How to: Drupal 7 Migration

Upgrading a website software version is one of the most complicated procedure a webmaster encounters when managing a website. How to do a Drupal 8 upgrade? Here is a small guide with various details. Let’s start with basic info : Which modules to use? There are a lot of modules, lots of them doing similar or related things. You want to try not to have too many modules, because they each slow things down a little bit, and because you’ll have to maintain them (by installing updates as they are issued). http://drupalmodules.com has reviews. To help you assess the health and life expectancy of a module, look, on the module’s project page, to see how many people are using it (at the bottom of the page). Look at the top right to see how recently people have been committing to maintaining it.

Drupal 8 turned one in the November of 2016. It is about time that the Drupal 7 website owners and administrators should start considering upgrading the websites to Drupal 8. With the Drupal team focused on improving Drupal 8, it is inevitable that Drupal 7 will stop getting official updates in the near future. The great thing about upgrading to Drupal 8 is the remarkably easy process as a result of the inclusion of a few great migration modules in its core. When done with the installation of the modules, you will have to navigate to the upgrade path. For this, go to www.yoursite.com/upgrade (remember to replace yoursite with the name of your Drupal 8 website). You will be brought to the following screen. Please make sure you follow the directions on the screen before proceeding.

Whether you’re updating from Drupal 6 or Drupal 7, or importing data from some other source, you need to know about the migrate system in Drupal 8. This guide provides a comprehensive look at the features of the Drupal 8 migrate API for both Drupal-to-Drupal updates, and migrating from any external datastore into Drupal.

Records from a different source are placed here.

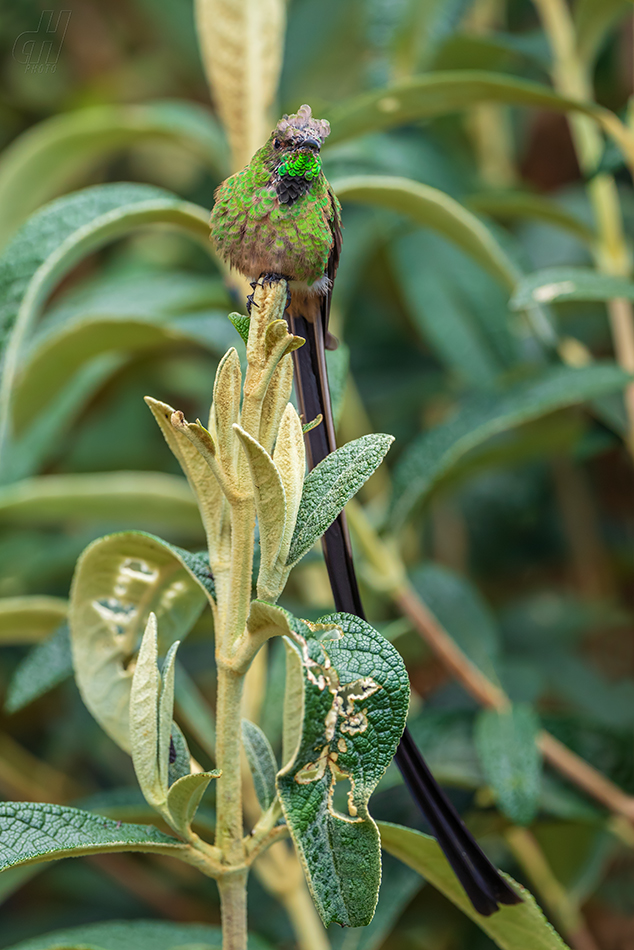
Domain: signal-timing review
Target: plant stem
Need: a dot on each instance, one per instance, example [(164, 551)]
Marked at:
[(233, 908), (229, 785), (389, 575), (564, 910), (571, 78)]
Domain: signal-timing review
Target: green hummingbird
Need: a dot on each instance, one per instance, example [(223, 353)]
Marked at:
[(278, 218), (279, 215)]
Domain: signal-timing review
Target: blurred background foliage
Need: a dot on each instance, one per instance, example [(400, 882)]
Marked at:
[(511, 481)]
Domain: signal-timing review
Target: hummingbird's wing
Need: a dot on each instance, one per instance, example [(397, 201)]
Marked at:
[(308, 317)]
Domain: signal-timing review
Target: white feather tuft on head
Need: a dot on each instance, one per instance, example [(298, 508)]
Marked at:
[(303, 121)]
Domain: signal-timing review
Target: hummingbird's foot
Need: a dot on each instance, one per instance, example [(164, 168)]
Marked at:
[(273, 278)]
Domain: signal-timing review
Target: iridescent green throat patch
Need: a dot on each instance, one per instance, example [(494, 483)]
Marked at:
[(301, 164)]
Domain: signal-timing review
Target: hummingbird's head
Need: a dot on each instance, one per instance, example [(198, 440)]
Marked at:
[(300, 133)]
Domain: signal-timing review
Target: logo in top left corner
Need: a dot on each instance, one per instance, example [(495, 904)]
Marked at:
[(38, 50)]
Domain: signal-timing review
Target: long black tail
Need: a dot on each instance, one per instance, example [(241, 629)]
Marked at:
[(480, 879)]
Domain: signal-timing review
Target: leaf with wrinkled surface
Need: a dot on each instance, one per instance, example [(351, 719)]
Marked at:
[(261, 762), (144, 721), (52, 241), (134, 935), (270, 505), (434, 209), (356, 695), (61, 150), (145, 499), (30, 619), (559, 284), (185, 796), (47, 665), (515, 927), (119, 579), (433, 455), (33, 831), (506, 742), (330, 486)]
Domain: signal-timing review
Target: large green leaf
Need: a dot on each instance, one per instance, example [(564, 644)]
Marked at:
[(145, 499), (434, 209), (511, 205), (330, 486), (462, 612), (53, 241), (133, 935), (462, 313), (128, 313), (355, 699), (31, 832), (47, 665), (439, 93), (554, 284), (60, 151), (593, 20), (30, 619), (119, 580), (432, 455), (507, 746), (512, 928), (261, 761)]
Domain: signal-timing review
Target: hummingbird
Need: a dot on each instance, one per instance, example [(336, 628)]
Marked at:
[(279, 219)]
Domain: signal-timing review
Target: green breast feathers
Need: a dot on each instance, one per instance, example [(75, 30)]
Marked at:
[(278, 214)]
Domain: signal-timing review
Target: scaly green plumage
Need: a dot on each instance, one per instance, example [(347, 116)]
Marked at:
[(279, 215)]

The steps above outline how to get a distribution minimally installed on an existing site. But you’ll still have a lot of work to do to reconcile your existing site content and structure with what has been created by the distribution. Here are a few tips to get you started–but you should begin with the assumption that there will be lots more you’ll discover and need to fix. Most distributions are built using the Features module, which allows exporting configuration from a Drupal site – content types, fields, views, and so on – into code, so that it can be enabled on multiple sites. For components like content types and fields to be exportable, they need to have a “machine name”–a unique name that will be the same on every site they’re enabled on. For example, a date-type field used to store the date of an event might have the machine name field_date.

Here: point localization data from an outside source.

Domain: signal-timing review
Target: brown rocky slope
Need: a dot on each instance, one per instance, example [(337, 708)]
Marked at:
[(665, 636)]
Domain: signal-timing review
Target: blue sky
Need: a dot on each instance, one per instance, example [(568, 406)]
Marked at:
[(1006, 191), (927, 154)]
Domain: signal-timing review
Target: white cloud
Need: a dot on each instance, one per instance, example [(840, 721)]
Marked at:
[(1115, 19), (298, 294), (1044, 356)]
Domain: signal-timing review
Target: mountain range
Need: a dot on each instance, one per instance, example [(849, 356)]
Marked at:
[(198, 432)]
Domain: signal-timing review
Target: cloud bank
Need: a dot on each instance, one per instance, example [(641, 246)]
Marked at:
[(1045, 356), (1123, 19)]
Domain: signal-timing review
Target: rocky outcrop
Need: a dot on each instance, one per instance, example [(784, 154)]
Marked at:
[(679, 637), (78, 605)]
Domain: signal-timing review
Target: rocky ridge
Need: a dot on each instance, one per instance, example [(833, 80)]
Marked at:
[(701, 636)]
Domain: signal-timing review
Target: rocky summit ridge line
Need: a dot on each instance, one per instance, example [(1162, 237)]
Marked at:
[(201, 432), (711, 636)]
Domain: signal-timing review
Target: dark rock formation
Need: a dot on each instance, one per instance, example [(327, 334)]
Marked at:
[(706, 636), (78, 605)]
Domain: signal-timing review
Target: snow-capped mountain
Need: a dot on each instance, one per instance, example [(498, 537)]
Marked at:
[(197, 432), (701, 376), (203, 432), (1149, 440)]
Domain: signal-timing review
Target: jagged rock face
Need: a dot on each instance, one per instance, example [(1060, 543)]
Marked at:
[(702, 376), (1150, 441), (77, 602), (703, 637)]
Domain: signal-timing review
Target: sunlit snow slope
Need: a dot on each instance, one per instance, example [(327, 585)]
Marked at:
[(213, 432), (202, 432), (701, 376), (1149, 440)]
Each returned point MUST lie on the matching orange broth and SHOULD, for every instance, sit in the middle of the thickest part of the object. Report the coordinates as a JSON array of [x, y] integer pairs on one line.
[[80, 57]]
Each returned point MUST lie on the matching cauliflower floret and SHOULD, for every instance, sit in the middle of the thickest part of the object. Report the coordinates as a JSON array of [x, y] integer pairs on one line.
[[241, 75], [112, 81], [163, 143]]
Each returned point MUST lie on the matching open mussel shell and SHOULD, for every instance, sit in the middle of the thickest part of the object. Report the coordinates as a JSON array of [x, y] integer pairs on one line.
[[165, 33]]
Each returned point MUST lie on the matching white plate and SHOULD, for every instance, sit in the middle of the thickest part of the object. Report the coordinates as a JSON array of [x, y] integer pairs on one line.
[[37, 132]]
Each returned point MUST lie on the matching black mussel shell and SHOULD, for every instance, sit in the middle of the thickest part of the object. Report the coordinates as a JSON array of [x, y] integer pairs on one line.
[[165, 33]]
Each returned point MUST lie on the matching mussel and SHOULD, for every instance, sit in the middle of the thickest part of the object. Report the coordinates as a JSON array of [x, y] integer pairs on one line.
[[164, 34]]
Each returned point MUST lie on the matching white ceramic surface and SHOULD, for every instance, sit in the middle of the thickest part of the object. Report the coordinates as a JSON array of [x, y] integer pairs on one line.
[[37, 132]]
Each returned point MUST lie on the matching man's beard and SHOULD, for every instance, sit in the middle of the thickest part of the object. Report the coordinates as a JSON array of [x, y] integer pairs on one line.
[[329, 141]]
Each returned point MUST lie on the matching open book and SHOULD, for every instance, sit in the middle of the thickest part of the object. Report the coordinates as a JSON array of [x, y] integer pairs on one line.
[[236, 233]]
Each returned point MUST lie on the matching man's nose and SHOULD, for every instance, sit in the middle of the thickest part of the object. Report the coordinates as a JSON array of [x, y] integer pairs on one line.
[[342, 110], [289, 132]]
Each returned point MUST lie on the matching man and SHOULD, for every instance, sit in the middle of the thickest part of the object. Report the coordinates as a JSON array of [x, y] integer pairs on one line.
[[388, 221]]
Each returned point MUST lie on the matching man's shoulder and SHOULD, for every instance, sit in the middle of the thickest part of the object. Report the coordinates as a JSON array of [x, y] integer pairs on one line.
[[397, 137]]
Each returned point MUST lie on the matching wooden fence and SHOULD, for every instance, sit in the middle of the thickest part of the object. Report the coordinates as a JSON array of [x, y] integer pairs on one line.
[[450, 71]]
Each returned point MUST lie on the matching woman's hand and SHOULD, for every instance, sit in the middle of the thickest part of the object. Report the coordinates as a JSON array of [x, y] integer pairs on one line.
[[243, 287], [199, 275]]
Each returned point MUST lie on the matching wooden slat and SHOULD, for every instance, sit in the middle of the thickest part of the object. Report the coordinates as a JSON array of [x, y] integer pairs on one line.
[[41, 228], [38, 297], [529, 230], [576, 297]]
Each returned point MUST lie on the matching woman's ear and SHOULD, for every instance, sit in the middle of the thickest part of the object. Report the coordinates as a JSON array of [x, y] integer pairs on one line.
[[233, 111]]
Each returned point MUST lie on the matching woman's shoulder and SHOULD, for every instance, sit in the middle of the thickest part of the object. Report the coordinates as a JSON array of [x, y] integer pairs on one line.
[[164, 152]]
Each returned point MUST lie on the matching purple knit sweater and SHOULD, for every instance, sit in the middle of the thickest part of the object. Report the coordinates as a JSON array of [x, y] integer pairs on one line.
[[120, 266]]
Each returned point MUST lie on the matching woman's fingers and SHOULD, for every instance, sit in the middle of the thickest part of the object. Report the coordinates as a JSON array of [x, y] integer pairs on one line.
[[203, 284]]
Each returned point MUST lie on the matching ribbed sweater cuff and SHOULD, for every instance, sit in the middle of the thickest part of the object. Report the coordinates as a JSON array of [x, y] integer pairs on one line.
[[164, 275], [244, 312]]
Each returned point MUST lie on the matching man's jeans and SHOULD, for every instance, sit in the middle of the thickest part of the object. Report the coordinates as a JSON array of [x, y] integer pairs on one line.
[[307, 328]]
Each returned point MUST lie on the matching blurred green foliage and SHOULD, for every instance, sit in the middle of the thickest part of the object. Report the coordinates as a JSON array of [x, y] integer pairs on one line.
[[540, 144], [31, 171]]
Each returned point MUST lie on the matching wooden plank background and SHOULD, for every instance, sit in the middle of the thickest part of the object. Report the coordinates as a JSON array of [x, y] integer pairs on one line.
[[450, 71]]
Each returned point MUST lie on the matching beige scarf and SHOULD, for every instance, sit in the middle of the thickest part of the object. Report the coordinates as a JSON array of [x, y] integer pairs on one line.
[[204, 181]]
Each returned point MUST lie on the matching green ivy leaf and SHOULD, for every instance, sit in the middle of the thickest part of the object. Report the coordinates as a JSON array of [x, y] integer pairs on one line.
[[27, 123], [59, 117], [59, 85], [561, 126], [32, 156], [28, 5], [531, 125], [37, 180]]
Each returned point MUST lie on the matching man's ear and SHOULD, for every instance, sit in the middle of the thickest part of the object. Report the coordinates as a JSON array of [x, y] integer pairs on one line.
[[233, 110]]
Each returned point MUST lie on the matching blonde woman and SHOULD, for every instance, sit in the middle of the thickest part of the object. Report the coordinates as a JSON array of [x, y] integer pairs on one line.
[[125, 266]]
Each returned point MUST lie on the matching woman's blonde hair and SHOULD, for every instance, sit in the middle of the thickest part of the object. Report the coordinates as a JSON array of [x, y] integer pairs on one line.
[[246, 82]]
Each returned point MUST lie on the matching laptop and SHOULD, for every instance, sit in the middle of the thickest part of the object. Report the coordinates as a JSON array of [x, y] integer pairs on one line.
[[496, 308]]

Update your site to the latest version of Drupal 6 (core and contributed modules). Before upgrading to Drupal 7, disable and uninstall modules you know you won’t be using in the new site. To help determine which modules to uninstall, you could review the list of modules included in the distribution, which often are found in the download in the directory profiles/[distribution_name]/modules. If a given module is not in the distribution and you don’t foresee needing its functionality on your new site, you may choose to uninstall it.

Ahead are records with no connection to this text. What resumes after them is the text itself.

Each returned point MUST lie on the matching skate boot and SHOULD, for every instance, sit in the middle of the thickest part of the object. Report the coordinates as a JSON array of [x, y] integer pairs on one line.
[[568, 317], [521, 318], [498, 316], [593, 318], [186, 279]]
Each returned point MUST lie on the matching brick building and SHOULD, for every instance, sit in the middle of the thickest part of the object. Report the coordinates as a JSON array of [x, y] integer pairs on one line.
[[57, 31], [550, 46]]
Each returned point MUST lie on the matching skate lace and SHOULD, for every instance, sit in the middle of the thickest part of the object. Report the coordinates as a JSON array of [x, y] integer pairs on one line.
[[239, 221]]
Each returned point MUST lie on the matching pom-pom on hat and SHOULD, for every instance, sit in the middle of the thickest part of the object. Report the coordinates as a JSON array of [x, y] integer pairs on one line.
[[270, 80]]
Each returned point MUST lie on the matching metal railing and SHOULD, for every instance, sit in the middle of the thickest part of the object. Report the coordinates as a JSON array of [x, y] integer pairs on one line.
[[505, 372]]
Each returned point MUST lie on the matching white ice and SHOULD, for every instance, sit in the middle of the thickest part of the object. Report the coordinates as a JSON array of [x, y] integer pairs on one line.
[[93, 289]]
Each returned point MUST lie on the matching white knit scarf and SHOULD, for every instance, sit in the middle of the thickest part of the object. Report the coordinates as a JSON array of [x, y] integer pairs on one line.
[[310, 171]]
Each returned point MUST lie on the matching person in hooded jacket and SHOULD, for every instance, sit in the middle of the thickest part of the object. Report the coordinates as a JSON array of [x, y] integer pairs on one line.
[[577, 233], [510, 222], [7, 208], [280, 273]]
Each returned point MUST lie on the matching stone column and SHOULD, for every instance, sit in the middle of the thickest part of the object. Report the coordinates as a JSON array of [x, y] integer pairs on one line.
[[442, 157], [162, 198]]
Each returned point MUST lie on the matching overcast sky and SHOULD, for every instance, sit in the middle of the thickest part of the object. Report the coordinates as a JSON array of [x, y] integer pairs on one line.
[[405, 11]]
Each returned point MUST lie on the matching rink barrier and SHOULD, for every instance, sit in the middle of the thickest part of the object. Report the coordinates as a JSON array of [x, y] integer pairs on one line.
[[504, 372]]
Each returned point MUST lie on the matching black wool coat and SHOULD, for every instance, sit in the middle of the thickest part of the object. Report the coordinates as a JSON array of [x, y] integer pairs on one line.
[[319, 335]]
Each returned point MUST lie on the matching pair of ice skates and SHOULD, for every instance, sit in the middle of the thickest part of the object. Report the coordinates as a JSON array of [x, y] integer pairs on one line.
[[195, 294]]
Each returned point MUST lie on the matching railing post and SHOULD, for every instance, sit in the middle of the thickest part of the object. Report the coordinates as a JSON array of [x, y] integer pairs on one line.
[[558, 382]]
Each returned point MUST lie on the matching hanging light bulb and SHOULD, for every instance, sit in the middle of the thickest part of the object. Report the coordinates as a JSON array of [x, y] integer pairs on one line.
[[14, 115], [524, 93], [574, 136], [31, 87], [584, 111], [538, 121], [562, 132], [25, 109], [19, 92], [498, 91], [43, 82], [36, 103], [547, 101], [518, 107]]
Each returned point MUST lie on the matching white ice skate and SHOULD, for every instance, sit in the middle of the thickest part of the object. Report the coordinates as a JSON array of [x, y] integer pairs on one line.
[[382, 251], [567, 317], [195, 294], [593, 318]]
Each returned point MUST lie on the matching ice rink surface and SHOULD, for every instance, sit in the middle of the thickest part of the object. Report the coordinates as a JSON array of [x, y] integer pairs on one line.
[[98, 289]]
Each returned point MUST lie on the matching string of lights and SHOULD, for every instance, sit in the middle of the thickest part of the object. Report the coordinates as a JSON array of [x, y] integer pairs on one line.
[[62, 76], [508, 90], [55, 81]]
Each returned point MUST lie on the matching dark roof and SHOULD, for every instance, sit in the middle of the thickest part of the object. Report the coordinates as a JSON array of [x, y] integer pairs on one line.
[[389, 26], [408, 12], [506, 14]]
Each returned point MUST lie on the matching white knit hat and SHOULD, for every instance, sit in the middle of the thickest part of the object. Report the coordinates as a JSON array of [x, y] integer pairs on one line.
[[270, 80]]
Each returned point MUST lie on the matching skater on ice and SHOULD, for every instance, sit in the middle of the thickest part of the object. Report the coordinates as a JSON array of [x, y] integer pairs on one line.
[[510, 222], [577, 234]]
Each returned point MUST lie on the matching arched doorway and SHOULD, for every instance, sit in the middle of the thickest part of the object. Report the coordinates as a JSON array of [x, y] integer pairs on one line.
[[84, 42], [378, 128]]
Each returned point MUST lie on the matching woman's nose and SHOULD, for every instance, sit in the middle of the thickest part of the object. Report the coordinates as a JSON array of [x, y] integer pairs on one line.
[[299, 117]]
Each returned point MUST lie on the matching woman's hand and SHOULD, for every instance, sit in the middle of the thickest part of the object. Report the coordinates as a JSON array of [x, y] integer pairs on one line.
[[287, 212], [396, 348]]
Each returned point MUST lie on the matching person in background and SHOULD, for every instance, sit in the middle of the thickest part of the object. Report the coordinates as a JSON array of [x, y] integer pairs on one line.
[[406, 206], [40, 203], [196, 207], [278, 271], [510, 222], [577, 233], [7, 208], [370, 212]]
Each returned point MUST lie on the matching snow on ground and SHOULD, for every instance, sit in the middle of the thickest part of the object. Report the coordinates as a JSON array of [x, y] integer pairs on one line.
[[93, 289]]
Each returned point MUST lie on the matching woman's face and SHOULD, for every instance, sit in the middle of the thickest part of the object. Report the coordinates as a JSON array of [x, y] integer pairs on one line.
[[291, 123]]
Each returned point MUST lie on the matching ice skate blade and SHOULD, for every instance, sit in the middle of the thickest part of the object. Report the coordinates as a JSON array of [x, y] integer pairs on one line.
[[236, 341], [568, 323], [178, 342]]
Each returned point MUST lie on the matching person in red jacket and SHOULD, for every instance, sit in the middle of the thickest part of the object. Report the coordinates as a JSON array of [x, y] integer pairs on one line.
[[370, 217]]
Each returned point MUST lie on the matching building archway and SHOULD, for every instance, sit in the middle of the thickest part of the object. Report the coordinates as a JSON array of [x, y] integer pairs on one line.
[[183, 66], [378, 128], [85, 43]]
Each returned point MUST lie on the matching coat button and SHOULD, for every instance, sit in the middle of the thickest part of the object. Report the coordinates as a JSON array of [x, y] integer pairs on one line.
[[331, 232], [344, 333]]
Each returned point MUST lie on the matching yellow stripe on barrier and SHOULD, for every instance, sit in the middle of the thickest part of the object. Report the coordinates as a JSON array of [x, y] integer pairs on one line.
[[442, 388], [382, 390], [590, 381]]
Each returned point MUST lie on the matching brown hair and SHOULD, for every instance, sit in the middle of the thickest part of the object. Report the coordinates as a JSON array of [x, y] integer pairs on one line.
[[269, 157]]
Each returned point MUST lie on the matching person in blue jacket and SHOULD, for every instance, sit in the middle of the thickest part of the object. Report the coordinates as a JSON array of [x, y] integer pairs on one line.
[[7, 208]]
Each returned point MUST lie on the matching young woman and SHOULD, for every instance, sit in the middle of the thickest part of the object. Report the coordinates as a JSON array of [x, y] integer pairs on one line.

There are several tips and best practices to follow to help you prepare for the upgrade. Still, since this is such a complex process, we highly recommend getting members of your development team involved from the beginning, which will help ensure the upgrade goes as smoothly as possible. Upgrading to Drupal 8 is more similar to building a new website than previous Drupal updates were, meaning that you should never perform the upgrade to Drupal 8 on a live site. It’s also strongly recommended that you create a backup of your live site so that if anything goes awry, you can quickly roll the site back to an earlier version while you figure out what the issue is. See extra details about Migrating from Drupal 7.